In this example, we're working from a parameterized instance called app-direct. These parameters will come into play later when we construct the Action.

jenkins actions 1

While in Jenkins, we can generate an API token to use later when building the Action. Go to the API Token section under the Configure tab in your user settings.

jenkins actions 2

Next, copy the token and use a command line tool or a basic authentication tool like Mixed Analytics to generate an authentication header. You'll need to encode your token to base 64 if you're using the latter method using the format cortex:token. Enter the Jenkins token you just generated after cortex: to generate your user token.

caution

If you're using an authentication tool to generate an auth header, only copy the encoded token up to the equal sign. Including the equal sign at the end can cause issues when included in your secret.

Once you've generated the token, go to Secrets in Authentication and access settings in Cortex.

Select Add secret and fill out the fields in the modal.

jenkins actions 3

Cortex recommends including "Jenkins" in the secret’s name to easily distinguish it from other secrets.

In the Secrets value field, paste the token you copied when you generated the authentication header.

jenkins actions 4

Once you've created a secret, go to Actions in the main nav and click Create Action.

Enter a name and description for the Action; again, it's recommended that you include Jenkins in either field so users can easily identify what the Action will do.

jenkins actions 5

In Action inputs, you’ll define the inputs that map to the parameters defined in Jenkins. The inputs/parameters will appear when performing an Action later on.

In the Action definition section, you'll follow the information in Jenkins’s Remote Access API documentation. Since Jenkins specifies POST as the HTTP method, we'll select that as the HTTP method in Cortex.
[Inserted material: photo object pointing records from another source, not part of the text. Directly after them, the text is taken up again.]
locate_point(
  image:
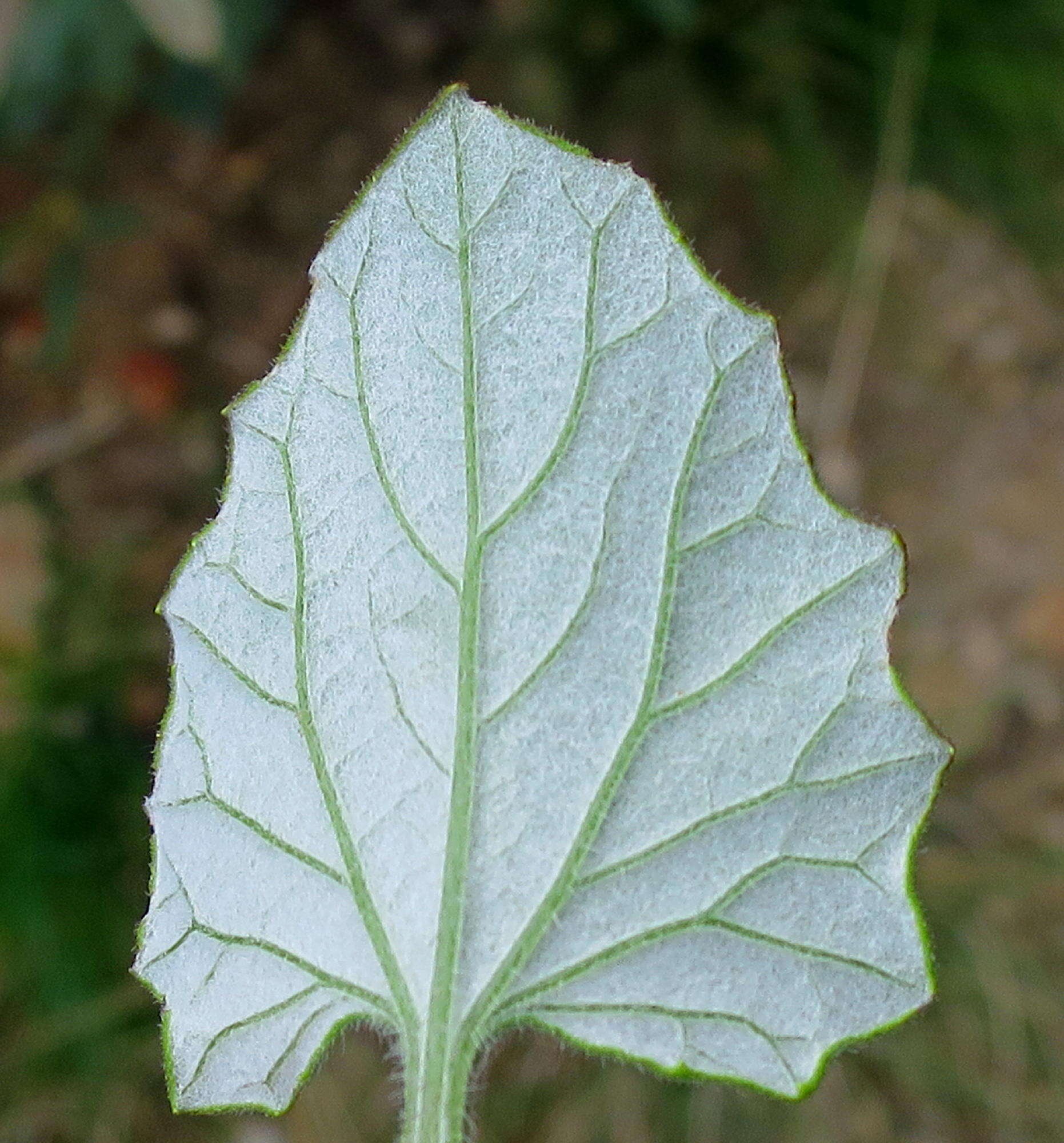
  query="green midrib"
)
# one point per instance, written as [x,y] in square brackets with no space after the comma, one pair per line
[442,1091]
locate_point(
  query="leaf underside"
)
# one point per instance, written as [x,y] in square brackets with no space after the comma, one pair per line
[525,674]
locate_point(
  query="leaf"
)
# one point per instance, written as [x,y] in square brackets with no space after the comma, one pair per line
[526,676]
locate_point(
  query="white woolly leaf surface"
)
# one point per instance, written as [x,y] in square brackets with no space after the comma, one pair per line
[526,675]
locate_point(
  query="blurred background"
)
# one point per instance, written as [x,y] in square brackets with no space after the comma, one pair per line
[885,177]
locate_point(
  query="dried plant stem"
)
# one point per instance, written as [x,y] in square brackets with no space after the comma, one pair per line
[873,259]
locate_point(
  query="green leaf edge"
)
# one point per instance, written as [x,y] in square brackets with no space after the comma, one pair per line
[683,1073]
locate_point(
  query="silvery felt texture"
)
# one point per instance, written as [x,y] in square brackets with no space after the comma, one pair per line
[526,661]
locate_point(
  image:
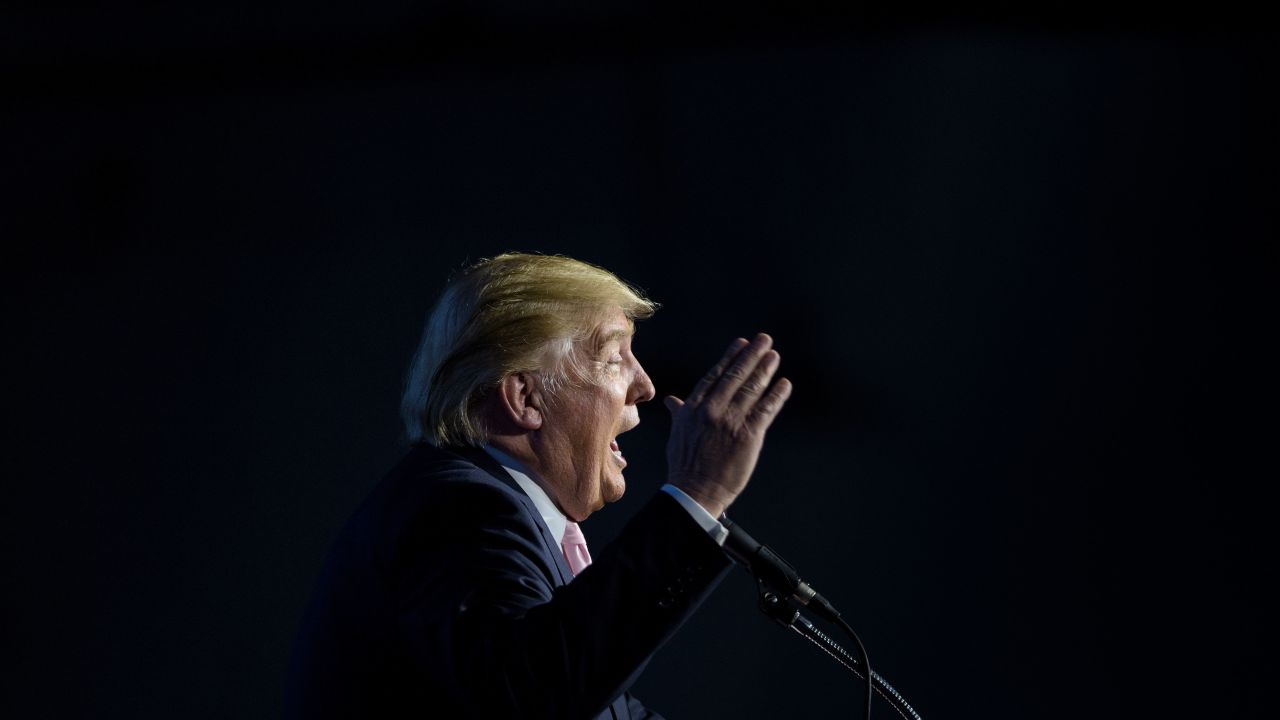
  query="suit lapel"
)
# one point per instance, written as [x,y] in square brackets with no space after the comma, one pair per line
[485,461]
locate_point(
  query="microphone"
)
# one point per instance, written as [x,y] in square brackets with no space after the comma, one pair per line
[769,568]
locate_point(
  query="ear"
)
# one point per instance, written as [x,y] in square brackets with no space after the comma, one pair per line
[520,400]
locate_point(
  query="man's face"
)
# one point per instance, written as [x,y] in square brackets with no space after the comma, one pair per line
[581,460]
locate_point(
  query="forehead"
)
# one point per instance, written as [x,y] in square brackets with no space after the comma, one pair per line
[615,327]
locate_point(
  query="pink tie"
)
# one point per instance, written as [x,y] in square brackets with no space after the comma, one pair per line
[575,548]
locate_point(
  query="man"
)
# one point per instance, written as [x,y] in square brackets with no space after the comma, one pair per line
[461,587]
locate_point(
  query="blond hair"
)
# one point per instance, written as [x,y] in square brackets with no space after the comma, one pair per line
[501,315]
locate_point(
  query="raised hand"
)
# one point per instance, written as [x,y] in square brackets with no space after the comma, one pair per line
[717,432]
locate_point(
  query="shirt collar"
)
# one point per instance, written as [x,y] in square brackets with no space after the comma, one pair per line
[554,519]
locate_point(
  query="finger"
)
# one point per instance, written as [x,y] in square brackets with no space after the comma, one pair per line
[767,409]
[717,370]
[739,370]
[757,382]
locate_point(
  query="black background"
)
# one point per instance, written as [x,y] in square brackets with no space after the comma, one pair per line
[1019,265]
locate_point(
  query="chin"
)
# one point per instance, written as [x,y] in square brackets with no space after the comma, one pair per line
[613,488]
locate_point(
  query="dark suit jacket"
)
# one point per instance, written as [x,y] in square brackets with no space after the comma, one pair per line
[446,596]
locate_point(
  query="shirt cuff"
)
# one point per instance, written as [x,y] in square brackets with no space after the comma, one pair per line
[699,514]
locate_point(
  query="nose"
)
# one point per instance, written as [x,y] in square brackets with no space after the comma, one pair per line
[641,387]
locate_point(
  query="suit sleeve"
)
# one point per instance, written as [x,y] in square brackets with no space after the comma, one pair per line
[476,609]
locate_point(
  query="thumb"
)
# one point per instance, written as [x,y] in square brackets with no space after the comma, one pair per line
[672,404]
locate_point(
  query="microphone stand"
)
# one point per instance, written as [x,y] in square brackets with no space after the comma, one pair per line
[782,605]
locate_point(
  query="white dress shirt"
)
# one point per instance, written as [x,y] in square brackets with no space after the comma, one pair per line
[556,520]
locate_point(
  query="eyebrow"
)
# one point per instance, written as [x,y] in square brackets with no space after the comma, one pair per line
[602,340]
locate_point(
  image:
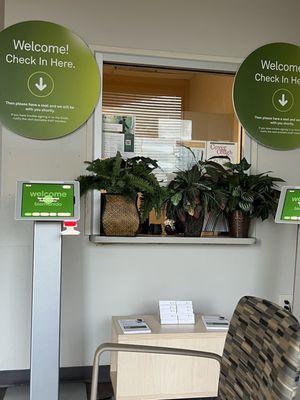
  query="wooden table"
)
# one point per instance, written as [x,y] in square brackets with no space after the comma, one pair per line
[151,377]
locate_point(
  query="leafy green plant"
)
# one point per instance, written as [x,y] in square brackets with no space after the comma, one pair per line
[194,192]
[255,195]
[129,177]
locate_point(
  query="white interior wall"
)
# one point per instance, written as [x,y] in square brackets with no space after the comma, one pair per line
[99,282]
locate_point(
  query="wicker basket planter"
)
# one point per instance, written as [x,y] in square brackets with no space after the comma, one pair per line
[119,215]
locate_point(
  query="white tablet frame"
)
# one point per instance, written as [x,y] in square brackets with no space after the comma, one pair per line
[19,192]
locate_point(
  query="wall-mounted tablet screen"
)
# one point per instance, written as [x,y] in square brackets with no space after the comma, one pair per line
[47,201]
[288,210]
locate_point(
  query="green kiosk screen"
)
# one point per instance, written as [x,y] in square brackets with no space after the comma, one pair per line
[49,200]
[291,205]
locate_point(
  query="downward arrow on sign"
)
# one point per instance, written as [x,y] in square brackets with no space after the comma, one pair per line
[41,85]
[283,101]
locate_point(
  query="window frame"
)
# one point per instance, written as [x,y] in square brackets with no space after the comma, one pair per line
[149,58]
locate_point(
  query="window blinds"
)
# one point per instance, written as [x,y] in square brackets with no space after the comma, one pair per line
[148,110]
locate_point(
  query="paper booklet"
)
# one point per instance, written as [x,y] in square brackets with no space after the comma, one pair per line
[215,322]
[134,326]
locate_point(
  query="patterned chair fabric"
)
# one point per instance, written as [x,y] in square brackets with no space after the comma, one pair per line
[261,359]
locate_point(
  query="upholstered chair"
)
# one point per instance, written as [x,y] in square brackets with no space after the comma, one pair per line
[261,358]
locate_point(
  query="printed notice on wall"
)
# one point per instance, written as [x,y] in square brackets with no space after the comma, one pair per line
[267,95]
[49,80]
[228,150]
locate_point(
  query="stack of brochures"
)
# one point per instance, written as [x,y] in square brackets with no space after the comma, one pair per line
[215,323]
[134,326]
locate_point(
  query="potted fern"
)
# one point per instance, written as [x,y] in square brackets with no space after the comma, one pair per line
[194,192]
[120,182]
[248,196]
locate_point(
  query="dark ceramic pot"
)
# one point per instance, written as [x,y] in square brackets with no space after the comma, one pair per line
[238,224]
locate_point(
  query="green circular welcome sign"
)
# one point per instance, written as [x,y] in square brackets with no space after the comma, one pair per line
[49,80]
[266,95]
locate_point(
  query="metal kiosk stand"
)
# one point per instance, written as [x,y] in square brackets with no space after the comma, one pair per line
[288,212]
[48,204]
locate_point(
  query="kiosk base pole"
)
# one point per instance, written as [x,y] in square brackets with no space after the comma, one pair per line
[45,319]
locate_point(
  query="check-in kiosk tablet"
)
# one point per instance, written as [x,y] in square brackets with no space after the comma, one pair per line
[288,211]
[48,201]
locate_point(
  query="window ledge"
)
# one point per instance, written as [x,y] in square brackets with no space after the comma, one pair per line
[147,239]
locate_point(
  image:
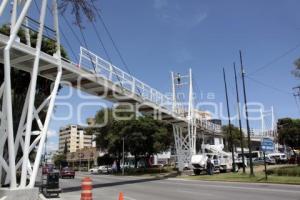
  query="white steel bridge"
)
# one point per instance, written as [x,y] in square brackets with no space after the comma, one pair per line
[93,75]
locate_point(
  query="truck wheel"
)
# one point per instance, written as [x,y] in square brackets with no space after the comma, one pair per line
[197,172]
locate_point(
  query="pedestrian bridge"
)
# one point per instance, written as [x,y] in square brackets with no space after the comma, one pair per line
[92,75]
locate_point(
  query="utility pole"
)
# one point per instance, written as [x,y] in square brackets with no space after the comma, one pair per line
[239,116]
[123,160]
[229,122]
[247,120]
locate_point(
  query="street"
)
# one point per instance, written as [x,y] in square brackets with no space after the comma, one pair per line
[139,188]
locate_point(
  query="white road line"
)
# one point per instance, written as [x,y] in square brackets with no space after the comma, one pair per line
[129,198]
[233,187]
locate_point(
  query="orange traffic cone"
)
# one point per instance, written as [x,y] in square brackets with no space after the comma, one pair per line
[86,189]
[121,196]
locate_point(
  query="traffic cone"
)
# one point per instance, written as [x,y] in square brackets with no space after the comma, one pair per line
[121,196]
[86,189]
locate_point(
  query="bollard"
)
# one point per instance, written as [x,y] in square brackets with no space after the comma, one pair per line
[86,189]
[121,196]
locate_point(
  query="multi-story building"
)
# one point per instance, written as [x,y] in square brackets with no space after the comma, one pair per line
[75,137]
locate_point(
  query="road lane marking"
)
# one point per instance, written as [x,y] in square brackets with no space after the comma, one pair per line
[232,187]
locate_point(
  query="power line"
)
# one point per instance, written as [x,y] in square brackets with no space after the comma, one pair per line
[111,38]
[101,42]
[268,86]
[275,60]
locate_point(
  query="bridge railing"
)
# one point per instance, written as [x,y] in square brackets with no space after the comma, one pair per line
[95,64]
[108,71]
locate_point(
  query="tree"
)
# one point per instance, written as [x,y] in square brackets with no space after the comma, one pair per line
[143,136]
[289,132]
[79,8]
[236,136]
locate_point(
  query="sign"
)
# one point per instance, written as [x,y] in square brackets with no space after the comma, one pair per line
[267,144]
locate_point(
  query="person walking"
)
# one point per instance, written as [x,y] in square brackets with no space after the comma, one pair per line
[209,166]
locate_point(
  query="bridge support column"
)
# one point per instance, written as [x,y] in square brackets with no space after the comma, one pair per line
[16,145]
[185,144]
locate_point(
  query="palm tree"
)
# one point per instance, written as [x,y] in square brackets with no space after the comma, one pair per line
[79,8]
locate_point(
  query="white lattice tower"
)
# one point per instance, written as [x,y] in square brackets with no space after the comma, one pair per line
[12,141]
[184,135]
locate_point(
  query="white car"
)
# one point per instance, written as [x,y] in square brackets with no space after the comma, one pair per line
[105,169]
[94,170]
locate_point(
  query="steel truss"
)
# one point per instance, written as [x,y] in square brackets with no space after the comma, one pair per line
[185,135]
[12,142]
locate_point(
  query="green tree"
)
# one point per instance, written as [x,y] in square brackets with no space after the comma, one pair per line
[236,136]
[143,136]
[289,132]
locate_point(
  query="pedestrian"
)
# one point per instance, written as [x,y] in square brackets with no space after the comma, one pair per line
[209,166]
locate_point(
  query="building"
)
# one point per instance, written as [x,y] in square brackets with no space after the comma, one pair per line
[83,159]
[75,137]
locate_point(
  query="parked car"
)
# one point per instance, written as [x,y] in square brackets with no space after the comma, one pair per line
[67,172]
[48,168]
[280,158]
[94,170]
[261,161]
[105,169]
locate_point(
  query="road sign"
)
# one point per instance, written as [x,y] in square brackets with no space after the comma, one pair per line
[267,144]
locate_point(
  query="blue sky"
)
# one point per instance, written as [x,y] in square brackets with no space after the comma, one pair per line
[156,37]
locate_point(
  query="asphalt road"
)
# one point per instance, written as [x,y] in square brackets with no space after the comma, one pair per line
[108,188]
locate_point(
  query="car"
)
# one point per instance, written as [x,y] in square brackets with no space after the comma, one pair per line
[105,169]
[261,161]
[94,170]
[48,168]
[280,158]
[67,172]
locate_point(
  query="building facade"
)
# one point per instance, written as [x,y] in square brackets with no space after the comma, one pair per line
[74,137]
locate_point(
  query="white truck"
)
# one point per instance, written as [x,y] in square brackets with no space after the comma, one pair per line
[221,160]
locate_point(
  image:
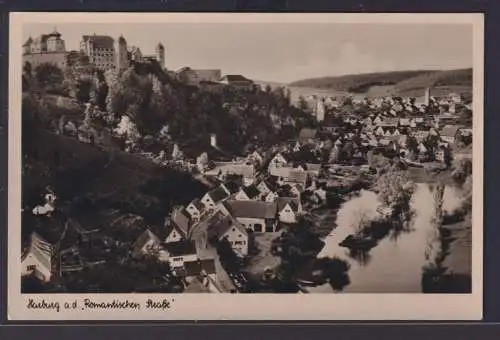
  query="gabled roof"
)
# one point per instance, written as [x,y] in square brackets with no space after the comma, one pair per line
[220,224]
[99,41]
[297,176]
[251,191]
[195,268]
[313,167]
[181,221]
[218,194]
[181,248]
[284,201]
[232,186]
[450,130]
[252,209]
[235,77]
[41,250]
[145,237]
[197,204]
[307,133]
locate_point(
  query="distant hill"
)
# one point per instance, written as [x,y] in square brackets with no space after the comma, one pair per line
[397,82]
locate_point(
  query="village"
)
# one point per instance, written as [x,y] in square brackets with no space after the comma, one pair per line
[212,243]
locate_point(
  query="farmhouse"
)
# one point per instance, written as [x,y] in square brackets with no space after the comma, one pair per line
[38,258]
[254,215]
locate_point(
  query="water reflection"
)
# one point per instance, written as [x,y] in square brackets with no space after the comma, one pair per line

Under URL, we'll add a version of curl JENKINS_URL/job/JOB_NAME/buildWithParameters - copy and paste the URL for your Jenkins instance, followed by {{context.entity.tag}}/buildWithParameters. (For example, https://jenkinsinstance.example/job/{{context.entity.tag}}/buildWithParameters)

Adding {{context.entity.tag}} makes sure that entities' tags in Cortex matches the jobs in Jenkins. With this dynamic URL, we can more effectively template the Action, so we don't have to create a unique Action for each entity.

Because your secret is already stored in Cortex, you can use templating in Headers to reference your Jenkins secret: Basic {{contex.secrets.jenkins}}.

You'll use the Payload field to pass the parameters themselves.

In the Response Template field you can pass a blank response body or use Mustache templating to create messages depending on what the user entered in each field.

The last step is to map your Action to entities in the Filters section and set permissions for the users who can run the action.

Once the Action is saved, users with appropriate permissions will be able to run it from the Actions page or directly from an entity's page (if it applies under the filters).